Time in the market; the line slopes up.
But in a new paper, Research Affiliates (RAFI) founder, Rob Arnott, says history offers alternative lessons, too.
“Our industry largely ignores the low but hardly negligible possibility of negative real returns over a shockingly long span. This myth lingers despite a very recent 22-year span, from 1999 to 2021, in which the returns of ordinary long U.S. T-bonds eclipsed those of the S&P 500, and a 14-year span, from 1999 to 2014, in which the S&P 500 index, net of inflation, never recovered from the dreadful first decade of the 2000s.
“… roughly once every generation stocks enjoy a stupendous bull market, rising to a new high that is roughly twice the previous high, in real terms. In the intervening years, spanning over 80% of the past 222 years, investors waited, often for decades, in a different sort of ‘punctuated equilibrium,’ hoping for the market to claw its way back to prior peaks. Once a secular bull market came to an end, that wait took an average of 26 years.”
In the third in a series of articles based on his contribution to the 50th anniversary issue of the Journal of Portfolio Management (JPM), Arnott has more bad news for those expecting endless decades of share market outperformance.
“Over the past 222 years, the correlation between prior and subsequent rolling 10‑year real stock market returns has been a whopping –38%,” he says. “When stocks offer terrific real returns in one decade, they tend to reverse course over the next decade, and vice versa.
“… Mean reversion is a powerful force: the further stocks stray from historical norms, the more likely they are to revert.”
While history might point to some salutary warnings for share investors, Arnott says the past provides fewer clues in divining the future equity risk premium (ERP) – or the excess returns above bonds.
For example, the analysis of 222 years of US market data found the annual ERP over rolling 10-year periods ranged from almost 19 per cent to -13.4 per cent.
Arnott says 10 years represents “a reasonably long investment horizon” for most people but “few would consider a 19% annual risk premium reasonable, and no one would consider a –13% risk premium reasonable. These are backward-looking “excess returns,” not forward-looking risk premia.”
“… Forecasting the future ERP by extrapolating past excess returns—even measured over scores of years—is a popular but pernicious blunder. Even so, much of the finance community sets return expectations in exactly this fashion.”
The paper also debunks a common assumption that the long-term excess return of equities over bonds amounts to about 5 per cent based on almost a century of data.
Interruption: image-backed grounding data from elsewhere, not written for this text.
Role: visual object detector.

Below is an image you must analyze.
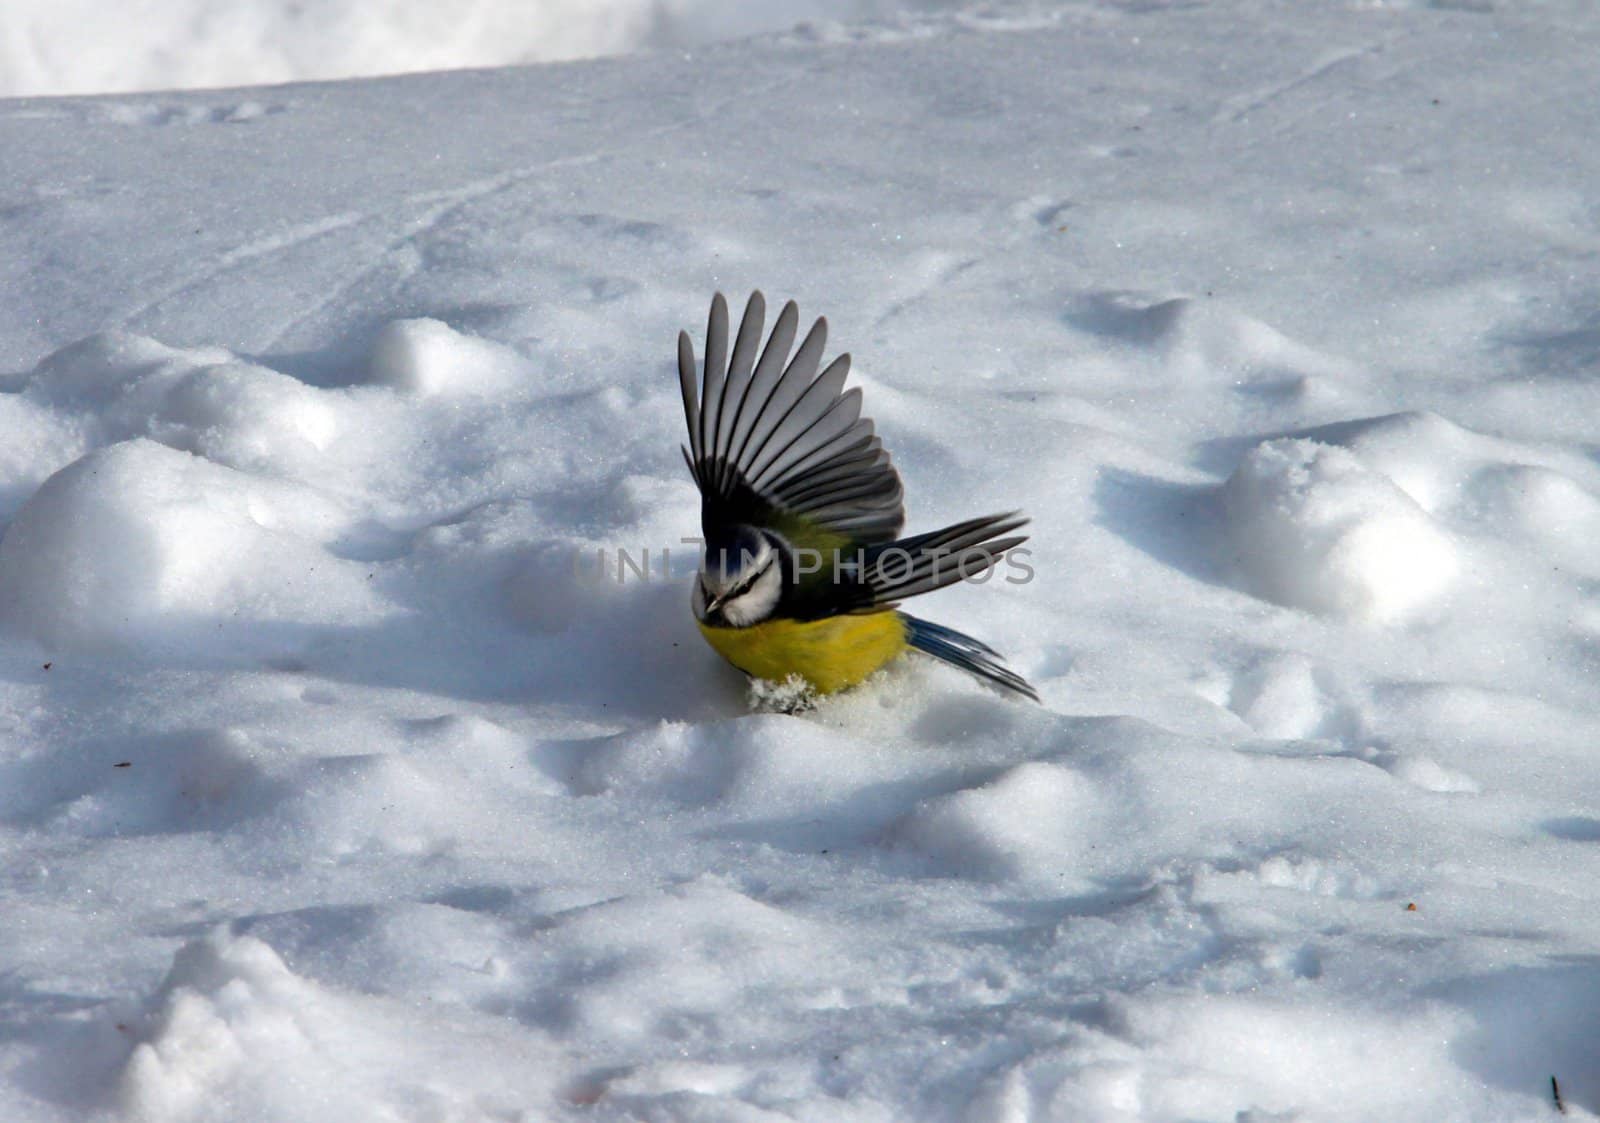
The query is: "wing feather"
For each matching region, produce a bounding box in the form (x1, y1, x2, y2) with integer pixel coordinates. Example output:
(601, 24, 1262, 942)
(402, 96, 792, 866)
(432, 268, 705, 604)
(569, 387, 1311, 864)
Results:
(724, 301, 799, 464)
(696, 293, 731, 470)
(729, 311, 824, 472)
(759, 417, 876, 494)
(740, 352, 848, 486)
(713, 293, 766, 491)
(744, 369, 857, 487)
(677, 332, 701, 462)
(679, 291, 905, 547)
(863, 513, 1029, 603)
(771, 448, 886, 504)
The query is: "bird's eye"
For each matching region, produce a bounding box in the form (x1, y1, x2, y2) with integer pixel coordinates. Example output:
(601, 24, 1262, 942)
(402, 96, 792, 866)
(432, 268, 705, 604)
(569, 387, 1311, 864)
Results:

He says the observed 98-year ERP of roughly 4.5 per cent as at the end of 2023 was pumped up by a “tremendous upward revaluation” of the US stock market in the latter half of the 20th century.
“Absent rising valuation multiples, the 98-year history would have delivered an excess return of 3.2%, not 4.5%,” Arnott says.
“… past returns, even over a span longer than most of us can hope to live, are a terrible way to set return expectations.”
The study also says the ERP is unstable over time, dividends matter and investors need to distinguish between “true and false buybacks”.
“Most ERP myths resemble classic urban legends,” Arnott says. “They are so seductively plausible that they linger despite overwhelming evidence to the contrary. Most of these myths can be used to rationalize a higher, not a lower, ERP. No one seems to want to construct a myth or a fable that might lead us to expect lower returns!”
The RAFI founder also addresses the state of finance theory, the efficient markets hypothesis and the dangers of relying on back-testing to forecast future alpha in the JPM series of papers.